A titre d’exemple, plus de la moitié (56 %) des emplois qui pourront être créés en Algérie concerneront « la phase permanente d’exploitation et de maintenance (O&M) et la fabrication des installations ». Et « l’emploi dépend du portefeuille des commandes, mais une baisse éventuelle de la demande interne peut être compensée par les exportations », souligne la même source. « Le développement de l’éolien contribue nettement à l’emploi direct, mais surtout à l’emploi lié aux parcs éoliens dans l’exploitation et
la maintenance. L’emploi indirect concerne un large éventail de secteurs économiques
algériens, même si c’est dans une mesure très variable », nous apprend encore la même étude qui explore les horizons permis par le développement des énergies renouvelables en Algérie.
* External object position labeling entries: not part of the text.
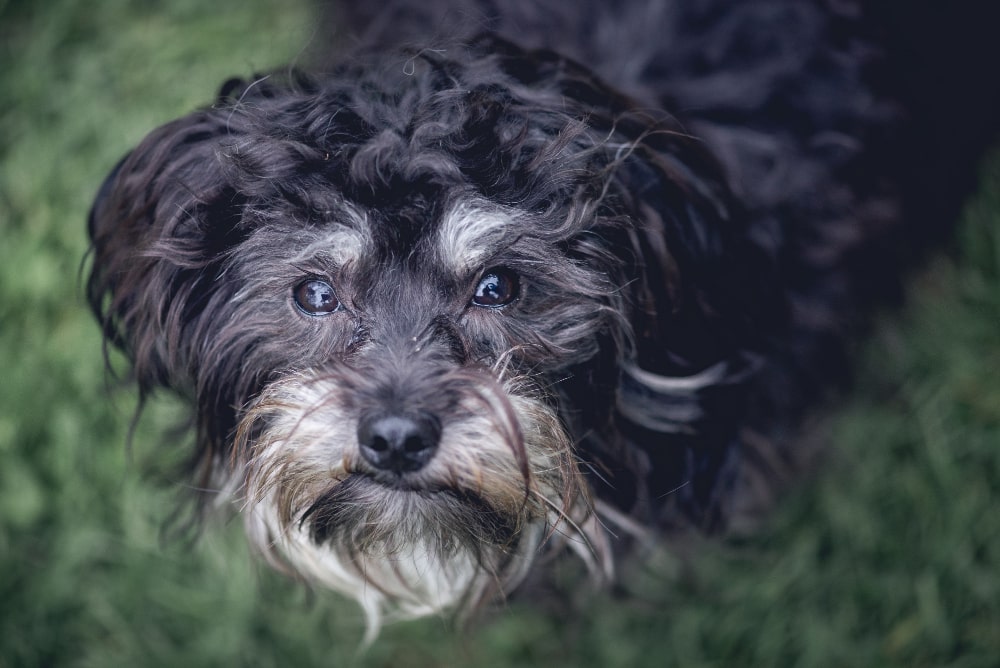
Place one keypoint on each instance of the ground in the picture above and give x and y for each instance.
(888, 557)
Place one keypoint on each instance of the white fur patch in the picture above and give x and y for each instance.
(470, 232)
(309, 445)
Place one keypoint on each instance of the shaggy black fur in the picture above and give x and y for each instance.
(709, 196)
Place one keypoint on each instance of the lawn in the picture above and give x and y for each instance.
(890, 556)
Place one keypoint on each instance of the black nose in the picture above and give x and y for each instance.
(398, 443)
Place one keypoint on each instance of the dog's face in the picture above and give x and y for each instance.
(414, 306)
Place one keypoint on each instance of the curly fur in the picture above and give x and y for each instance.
(686, 280)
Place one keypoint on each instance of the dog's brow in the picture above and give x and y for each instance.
(343, 243)
(469, 231)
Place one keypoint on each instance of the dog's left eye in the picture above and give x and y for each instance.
(498, 287)
(316, 297)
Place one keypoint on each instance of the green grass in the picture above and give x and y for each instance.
(890, 557)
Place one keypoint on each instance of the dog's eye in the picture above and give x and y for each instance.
(316, 297)
(498, 287)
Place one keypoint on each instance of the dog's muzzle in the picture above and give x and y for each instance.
(398, 443)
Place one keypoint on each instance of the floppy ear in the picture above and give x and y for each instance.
(156, 227)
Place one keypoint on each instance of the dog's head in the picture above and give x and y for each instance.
(419, 303)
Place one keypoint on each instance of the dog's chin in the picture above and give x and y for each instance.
(399, 549)
(461, 529)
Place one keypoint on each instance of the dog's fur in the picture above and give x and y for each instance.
(585, 314)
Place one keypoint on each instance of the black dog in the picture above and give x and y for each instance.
(500, 282)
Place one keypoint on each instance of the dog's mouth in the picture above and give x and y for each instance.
(379, 514)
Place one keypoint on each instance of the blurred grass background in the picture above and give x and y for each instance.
(891, 557)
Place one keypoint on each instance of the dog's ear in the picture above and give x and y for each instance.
(157, 226)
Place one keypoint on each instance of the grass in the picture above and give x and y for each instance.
(888, 558)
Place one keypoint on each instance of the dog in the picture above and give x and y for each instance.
(490, 283)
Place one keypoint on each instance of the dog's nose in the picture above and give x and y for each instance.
(398, 443)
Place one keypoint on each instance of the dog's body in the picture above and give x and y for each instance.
(443, 307)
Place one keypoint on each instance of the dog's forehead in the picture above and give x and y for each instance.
(471, 231)
(456, 241)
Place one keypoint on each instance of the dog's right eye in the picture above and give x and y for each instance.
(315, 297)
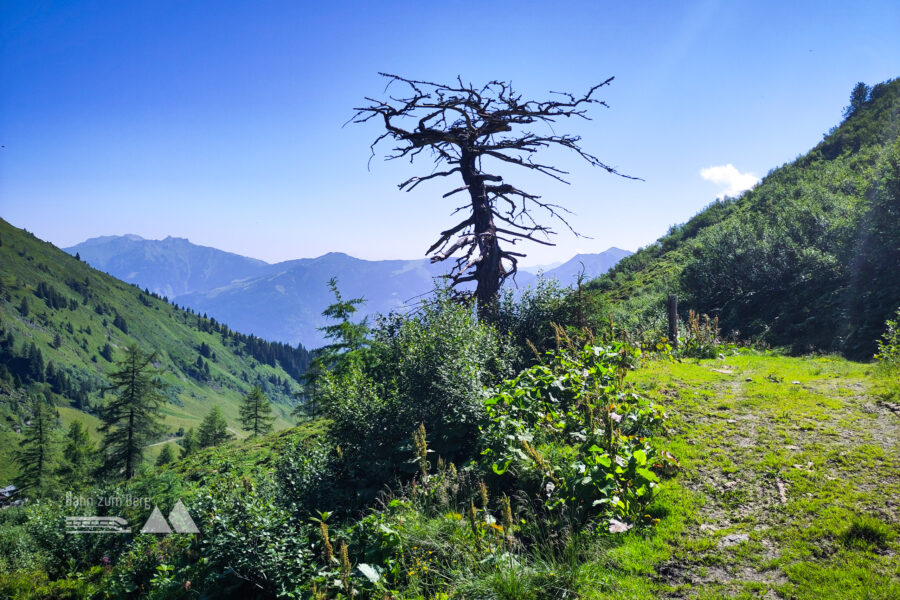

« Les secteurs les plus concernés sont la construction, le matériel de construction, le transport et les services aux entreprises. En raison des effets directs en phase d’installation, la construction représente déjà, à elle seule, un secteur économique qui stimule considérablement l’emploi », se réjouit également la même source qui conseille fortement aux autorités algériennes d’axer leur stratégie de développement des énergies renouvelables « dans la période allant de 2020 à 2025 » sur « la création de valeur locale ». Ce qui permettra enfin de développer  de « façon croissante » le taux d’intégration industrielle des secteurs liés aux énergies renouvelables.

« La proportion de biens liés à l’éolien et au solaire produits localement augmente de 50 % à 60 %. À l‘horizon 2030, cette création de valeur atteint même 70 %, pour parvenir à la moyenne des pays industrialisés qui ont développé depuis un certain temps les énergies renouvelables. Un tel scénario présuppose que l’Algérie rattrape très vite son retard », conclut enfin cette brillante étude qui nous offre un énorme espoir pour le développement économique du pays. Reste à savoir maintenant si les autorités algériennes iront jusqu’au bout de leur volonté de mener à terme ces projets de développement économique.